It seems that you'd be able to do this reasonably simply by using polar coordinates. Find, in polar coordinates, the position of all 3 of your points A, B and C. Since they lie on the surface of a sphere, their "length" component will always equal to the radius of the sphere. You need to then calculate the two angles for each point.
If you don't know how polar coordinates work, it's identical to the concept of declination and right ascension used in astronomy. To represent a point in 3D space, you can use 2 angles and a length. If you think of the night sky, it's like a big sphere surrounding the Earth. To locate a point on the night sky, you use one angle to represent the angle from North, and you use one more angle to determine how far up from the horizon that point is. You can apply the same principles and some simple trigonometry to determine polar coordinates from a set of cartesian coordinates.

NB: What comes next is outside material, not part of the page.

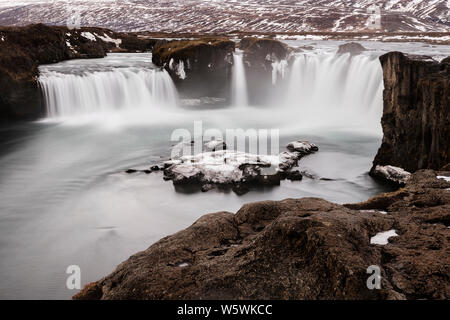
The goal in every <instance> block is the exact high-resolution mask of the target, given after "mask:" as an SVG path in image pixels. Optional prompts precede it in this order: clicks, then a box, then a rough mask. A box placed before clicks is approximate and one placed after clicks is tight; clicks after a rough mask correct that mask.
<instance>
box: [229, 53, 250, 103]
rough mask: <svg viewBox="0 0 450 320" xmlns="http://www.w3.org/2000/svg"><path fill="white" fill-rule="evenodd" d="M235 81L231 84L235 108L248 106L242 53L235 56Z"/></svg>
mask: <svg viewBox="0 0 450 320" xmlns="http://www.w3.org/2000/svg"><path fill="white" fill-rule="evenodd" d="M233 59H234V65H233V79H232V83H231V98H232V104H233V106H240V107H242V106H247V105H248V96H247V79H246V77H245V67H244V60H243V54H242V52H236V53H235V54H234V55H233Z"/></svg>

Once you have all 4 of your points in polar coordinates, you can just compare their angles to ensure that they're all within each other. For example, let's demonstrate with a simpler problem: a regular 2D circle of radius 10. I have 2 points on the edge of my circle, A and B. A is located 25 degrees around the circle, B is located 50 degrees around the circle.
I want to know if point X, at a distance of 5 from the centre of the circle and an angle of 30 degrees, is within the arc bounded by points A and B. Since the distance is 5 (and the radius of the circle is 10), we know the point is inside the circle somewhere. And since the angle of point X (30 degrees) is between the two angles bounded by A and B (25 and 50 degrees, respectively), it's within the arc bounded by points A and B. Thus, point X is within the specified area.
You can generalise this same method to work in 3D, it's just that you'll have 2 angles to compare per point, rather than just 1. It would certainly be possible to do this in cartesian, but it seems like it would be easier using polar.